Maple Ridge dog trainer earns a first in the city

Maple Ridge dog trainer earns a first in the city

Neighborhood canine training organization Head and Heart Instruction has acquired BC SPCA’s AnimalKind accreditation, becoming the only doggy coaching business in the town to hold the difference.

The path to puppy teaching for Kathleen Higgins, owner and trainer at Head and Heart, has not been a straight line. Higgins suggests, “My strategy was constantly to be a conservation biologist, specializing in the captive breeding of endangered species,” but soon after acquiring a master’s in biology from Simon Fraser University and doing work in Central America, Higgins moved back to B.C. to just take a break. Higgins took a work with a modest company walking reactive pet dogs, which she assumed would just be “an interim job.” Instead it was the starting of Higgins’s new path to pet dog training.

Kathleen Higgins, operator and trainer at Head and Heart, with her doggy Ducky.

The recognition from the BC SPCA arrives as Higgins settles in Maple Ridge on a property that allows her to extend her solutions as her pet training organization grows. Higgins suggests, “It took some courage to alter fields, but I understood that doggy training was not that diverse than what I experienced initially set out to do: use science to boost the life of animals.”

The BC SPCA AnimalKind accreditation program recognizes puppy schooling firms that are committed to employing proof-primarily based positive reinforcement teaching strategies and endorsing animal welfare. Companies that receive AnimalKind accreditation go through a demanding auditing process to validate they comply with AnimalKind pet training criteria. Nicole Fenwick, manager, study and requirements for the BC SPCA, says, “In B.C., anybody can phone them selves a pet dog trainer, so it is tricky for doggy guardians to know who to rely on.” For trainers like Higgins, the software is a step in the right course. Higgins suggests, “It is totally needed that we have an authority certifying which trainers are working with science-dependent and ethical solutions, and I am so grateful that the AnimalKind accreditation plan exists to do this.”
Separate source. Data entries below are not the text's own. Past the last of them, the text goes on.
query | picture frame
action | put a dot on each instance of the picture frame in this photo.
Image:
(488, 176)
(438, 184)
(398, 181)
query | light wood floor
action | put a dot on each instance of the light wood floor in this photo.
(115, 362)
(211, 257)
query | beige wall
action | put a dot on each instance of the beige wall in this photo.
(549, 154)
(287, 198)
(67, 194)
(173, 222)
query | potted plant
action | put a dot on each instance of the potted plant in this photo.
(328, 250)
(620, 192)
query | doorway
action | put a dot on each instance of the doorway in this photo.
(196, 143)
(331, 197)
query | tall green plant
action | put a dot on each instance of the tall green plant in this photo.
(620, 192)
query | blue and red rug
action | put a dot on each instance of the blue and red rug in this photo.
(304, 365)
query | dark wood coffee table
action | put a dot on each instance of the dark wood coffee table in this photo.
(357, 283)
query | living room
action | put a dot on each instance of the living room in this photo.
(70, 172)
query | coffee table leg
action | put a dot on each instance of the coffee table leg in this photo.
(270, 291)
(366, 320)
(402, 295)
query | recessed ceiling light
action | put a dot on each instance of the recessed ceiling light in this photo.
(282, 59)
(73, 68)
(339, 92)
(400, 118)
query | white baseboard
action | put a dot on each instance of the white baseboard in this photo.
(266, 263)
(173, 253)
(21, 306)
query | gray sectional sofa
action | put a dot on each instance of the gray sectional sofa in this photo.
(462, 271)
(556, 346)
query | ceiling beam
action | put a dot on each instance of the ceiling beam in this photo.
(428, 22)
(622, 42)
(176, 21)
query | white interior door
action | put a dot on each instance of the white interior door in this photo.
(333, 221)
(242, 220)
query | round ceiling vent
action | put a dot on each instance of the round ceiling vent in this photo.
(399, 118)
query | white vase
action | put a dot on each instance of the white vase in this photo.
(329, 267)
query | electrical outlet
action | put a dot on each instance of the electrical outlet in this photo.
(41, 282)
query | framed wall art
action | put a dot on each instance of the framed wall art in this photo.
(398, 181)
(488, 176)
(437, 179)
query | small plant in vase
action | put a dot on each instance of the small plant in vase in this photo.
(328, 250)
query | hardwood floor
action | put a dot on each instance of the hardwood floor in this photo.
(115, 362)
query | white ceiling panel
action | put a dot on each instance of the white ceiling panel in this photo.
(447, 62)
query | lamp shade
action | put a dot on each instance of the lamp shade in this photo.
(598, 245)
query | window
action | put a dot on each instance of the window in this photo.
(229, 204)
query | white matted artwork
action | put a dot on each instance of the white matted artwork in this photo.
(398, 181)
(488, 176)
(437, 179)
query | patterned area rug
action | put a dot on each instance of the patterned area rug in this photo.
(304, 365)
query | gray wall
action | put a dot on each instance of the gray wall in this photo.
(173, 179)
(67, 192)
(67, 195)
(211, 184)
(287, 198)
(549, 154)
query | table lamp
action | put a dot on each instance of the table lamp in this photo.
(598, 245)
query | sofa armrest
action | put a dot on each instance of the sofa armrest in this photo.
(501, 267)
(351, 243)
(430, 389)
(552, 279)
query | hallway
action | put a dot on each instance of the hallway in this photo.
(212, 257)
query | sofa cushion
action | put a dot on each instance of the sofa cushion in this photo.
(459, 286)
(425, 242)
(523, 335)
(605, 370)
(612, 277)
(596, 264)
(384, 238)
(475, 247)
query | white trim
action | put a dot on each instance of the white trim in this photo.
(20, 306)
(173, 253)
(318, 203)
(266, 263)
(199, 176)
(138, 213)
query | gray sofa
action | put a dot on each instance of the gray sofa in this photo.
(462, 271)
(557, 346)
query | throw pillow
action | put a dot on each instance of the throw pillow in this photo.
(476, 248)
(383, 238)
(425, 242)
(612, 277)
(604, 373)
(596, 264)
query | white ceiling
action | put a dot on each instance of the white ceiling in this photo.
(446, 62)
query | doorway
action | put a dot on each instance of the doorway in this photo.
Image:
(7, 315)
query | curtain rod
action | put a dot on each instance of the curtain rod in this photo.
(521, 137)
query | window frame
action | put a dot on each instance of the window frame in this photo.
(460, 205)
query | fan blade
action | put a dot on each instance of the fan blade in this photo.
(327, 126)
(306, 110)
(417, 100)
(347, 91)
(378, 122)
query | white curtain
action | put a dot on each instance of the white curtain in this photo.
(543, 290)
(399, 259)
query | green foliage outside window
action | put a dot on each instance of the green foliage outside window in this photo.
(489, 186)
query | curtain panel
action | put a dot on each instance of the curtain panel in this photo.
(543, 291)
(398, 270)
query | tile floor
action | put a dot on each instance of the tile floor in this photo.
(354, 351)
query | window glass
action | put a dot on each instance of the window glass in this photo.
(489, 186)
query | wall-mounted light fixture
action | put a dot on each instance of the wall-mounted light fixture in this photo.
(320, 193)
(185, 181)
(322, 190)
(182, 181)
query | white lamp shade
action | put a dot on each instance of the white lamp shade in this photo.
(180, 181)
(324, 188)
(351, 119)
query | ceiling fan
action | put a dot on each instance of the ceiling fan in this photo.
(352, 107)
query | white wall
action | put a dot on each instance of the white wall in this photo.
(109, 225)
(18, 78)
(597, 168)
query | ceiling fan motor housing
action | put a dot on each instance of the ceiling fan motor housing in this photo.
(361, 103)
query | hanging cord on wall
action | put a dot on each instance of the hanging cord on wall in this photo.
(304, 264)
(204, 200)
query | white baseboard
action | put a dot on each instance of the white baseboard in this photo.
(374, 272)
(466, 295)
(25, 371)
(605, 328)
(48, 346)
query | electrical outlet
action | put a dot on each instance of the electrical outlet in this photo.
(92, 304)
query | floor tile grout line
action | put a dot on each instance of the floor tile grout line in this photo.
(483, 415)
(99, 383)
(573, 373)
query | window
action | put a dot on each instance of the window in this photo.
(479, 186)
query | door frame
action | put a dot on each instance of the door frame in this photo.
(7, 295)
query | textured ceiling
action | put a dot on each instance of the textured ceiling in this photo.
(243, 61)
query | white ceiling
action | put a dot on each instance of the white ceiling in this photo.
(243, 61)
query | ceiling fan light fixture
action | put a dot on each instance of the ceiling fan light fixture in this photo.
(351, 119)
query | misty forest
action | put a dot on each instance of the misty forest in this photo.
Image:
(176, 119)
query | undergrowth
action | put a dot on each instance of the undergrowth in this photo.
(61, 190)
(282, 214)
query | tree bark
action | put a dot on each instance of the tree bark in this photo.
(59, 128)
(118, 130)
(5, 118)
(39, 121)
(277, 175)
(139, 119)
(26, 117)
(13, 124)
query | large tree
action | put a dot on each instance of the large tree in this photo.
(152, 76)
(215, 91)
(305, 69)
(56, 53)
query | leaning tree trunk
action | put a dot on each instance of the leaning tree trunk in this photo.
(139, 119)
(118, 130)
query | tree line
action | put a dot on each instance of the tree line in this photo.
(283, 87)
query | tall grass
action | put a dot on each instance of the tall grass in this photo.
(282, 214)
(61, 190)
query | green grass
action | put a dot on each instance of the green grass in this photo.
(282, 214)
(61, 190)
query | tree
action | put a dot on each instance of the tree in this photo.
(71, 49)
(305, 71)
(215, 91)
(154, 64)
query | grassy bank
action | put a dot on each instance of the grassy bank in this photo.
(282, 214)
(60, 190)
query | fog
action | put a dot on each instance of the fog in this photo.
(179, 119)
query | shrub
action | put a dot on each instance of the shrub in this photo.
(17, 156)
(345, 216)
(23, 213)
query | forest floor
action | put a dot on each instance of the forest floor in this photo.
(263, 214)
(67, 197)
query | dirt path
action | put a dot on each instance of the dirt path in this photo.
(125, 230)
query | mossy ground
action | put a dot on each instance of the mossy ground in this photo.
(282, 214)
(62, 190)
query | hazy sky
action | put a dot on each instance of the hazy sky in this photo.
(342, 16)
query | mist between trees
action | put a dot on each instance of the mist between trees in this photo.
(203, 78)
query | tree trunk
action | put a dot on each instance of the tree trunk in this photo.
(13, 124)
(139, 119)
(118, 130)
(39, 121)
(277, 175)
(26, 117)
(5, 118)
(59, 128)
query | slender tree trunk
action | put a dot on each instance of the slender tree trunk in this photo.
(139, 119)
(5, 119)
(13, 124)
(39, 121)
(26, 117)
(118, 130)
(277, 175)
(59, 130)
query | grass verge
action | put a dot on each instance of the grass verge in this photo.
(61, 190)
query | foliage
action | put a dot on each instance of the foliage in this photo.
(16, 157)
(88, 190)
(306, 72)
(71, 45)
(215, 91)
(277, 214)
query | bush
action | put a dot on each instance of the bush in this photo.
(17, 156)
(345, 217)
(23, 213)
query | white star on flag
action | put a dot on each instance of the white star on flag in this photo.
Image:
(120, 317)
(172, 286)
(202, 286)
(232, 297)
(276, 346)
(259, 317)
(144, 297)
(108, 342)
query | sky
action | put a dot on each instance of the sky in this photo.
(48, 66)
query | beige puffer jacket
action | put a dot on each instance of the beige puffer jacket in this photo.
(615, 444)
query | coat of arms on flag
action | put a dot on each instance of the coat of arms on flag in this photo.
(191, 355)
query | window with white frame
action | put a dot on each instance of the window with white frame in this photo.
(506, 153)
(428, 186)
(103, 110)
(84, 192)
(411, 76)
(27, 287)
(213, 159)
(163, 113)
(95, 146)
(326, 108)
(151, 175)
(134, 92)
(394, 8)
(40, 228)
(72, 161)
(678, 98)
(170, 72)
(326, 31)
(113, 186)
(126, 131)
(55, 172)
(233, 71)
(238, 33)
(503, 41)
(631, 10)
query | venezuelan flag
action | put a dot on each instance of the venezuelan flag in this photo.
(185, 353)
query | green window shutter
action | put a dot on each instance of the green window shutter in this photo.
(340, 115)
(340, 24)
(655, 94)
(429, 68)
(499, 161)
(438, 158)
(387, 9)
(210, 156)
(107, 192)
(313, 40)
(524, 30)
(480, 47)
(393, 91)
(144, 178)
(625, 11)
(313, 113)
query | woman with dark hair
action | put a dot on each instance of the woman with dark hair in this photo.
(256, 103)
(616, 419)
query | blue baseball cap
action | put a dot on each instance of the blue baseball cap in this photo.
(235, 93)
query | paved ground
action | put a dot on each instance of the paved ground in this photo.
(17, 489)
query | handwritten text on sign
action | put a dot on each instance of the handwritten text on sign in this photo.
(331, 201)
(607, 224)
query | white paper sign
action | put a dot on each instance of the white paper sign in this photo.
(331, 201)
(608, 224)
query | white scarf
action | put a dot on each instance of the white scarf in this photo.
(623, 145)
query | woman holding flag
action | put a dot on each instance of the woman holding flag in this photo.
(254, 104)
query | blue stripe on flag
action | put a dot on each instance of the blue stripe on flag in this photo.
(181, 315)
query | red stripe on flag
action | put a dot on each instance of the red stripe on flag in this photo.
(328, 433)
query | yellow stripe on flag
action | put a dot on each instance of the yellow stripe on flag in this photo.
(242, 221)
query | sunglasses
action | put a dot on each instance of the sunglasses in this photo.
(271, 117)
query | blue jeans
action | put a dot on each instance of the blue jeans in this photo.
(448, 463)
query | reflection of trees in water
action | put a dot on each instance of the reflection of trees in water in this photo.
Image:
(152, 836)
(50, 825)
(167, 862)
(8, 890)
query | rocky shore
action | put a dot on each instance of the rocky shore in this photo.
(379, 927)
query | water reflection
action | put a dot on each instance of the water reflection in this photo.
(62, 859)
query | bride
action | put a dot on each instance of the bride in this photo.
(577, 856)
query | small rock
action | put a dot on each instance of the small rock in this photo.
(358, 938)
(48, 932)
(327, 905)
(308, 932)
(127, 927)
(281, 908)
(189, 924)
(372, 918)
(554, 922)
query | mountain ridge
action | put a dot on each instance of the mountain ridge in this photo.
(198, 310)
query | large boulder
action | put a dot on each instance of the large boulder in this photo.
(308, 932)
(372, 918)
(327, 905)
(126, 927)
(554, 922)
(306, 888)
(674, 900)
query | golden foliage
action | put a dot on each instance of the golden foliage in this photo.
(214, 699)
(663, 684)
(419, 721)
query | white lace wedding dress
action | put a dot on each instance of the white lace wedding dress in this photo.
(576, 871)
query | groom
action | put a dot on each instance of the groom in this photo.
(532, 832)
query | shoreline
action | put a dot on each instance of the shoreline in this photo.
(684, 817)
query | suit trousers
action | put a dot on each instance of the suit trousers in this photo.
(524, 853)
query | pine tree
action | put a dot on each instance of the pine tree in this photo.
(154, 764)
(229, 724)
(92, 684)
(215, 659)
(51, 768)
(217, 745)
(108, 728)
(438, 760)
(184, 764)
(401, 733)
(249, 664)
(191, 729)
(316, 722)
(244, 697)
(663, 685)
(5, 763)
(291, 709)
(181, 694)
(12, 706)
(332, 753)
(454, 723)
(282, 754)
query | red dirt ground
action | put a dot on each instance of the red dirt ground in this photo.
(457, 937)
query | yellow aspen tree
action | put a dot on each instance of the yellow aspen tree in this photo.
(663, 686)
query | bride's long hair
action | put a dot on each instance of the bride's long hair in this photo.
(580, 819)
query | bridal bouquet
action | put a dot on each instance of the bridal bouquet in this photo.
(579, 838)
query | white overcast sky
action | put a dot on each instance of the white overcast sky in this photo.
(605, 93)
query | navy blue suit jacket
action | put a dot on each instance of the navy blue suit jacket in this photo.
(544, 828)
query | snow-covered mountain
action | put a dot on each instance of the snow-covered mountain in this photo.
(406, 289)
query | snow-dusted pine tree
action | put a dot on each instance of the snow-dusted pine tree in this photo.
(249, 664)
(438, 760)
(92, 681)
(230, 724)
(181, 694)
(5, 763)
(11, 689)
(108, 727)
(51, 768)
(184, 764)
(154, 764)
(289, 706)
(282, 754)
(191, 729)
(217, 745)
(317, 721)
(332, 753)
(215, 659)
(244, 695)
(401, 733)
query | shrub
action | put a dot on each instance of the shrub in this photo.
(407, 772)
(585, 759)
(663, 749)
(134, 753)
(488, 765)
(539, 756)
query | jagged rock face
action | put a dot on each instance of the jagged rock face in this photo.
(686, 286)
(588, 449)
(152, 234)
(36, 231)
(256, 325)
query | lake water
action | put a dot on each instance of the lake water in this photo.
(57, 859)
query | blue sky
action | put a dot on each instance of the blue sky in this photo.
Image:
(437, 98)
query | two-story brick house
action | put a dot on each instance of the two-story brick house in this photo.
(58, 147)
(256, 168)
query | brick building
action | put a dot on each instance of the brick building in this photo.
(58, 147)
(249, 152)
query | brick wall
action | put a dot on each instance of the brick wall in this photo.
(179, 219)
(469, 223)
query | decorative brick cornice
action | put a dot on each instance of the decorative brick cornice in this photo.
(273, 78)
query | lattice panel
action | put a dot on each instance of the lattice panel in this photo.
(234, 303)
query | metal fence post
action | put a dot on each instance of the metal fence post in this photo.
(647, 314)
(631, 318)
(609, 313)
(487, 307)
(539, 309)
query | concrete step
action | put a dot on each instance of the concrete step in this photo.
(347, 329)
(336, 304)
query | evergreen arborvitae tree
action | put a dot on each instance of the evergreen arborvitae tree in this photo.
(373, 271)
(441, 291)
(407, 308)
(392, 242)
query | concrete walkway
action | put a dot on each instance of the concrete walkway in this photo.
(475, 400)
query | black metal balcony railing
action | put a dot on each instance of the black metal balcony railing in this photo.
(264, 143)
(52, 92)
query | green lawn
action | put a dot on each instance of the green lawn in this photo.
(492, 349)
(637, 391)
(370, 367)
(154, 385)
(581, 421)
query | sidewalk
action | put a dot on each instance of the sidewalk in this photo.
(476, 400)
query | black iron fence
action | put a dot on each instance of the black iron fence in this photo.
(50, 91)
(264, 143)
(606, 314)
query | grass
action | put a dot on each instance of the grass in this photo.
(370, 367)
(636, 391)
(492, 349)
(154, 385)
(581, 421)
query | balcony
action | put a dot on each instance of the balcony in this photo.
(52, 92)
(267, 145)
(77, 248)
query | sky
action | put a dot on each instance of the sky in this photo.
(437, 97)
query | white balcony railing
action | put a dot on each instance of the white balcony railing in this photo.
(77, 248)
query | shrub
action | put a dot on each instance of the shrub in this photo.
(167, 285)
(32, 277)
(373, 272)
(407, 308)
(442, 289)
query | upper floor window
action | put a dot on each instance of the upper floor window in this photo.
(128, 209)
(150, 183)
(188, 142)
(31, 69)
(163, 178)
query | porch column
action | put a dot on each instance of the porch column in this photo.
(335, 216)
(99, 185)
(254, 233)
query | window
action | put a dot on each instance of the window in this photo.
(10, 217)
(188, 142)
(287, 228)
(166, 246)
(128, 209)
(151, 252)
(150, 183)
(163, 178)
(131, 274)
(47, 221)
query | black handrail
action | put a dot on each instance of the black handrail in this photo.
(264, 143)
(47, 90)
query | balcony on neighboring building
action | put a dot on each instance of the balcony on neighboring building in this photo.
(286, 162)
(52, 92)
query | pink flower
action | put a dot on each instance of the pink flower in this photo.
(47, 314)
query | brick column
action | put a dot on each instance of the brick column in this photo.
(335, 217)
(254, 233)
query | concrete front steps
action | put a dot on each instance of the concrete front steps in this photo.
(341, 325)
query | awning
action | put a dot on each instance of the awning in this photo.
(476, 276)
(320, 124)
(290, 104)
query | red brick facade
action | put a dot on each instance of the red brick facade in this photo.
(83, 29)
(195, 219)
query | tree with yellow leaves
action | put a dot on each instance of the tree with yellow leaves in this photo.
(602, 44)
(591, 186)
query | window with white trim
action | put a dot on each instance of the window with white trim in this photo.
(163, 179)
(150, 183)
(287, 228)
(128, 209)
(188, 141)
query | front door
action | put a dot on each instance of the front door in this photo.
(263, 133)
The BC SPCA introduced the initially set of AnimalKind expectations – for wildlife and rodent regulate businesses – in 2018. Via a partnership with the UBC Animal Welfare Method, the BC SPCA, Vancouver Foundation, and the Peter Wall Institute for Superior Reports offered funding to set up the application. AnimalKind standards for dog teaching – the 2nd set of expectations made, were launched in January 2019.

Discover about AnimalKind accreditation, what to seem for in a coach, or discover a trainer near you.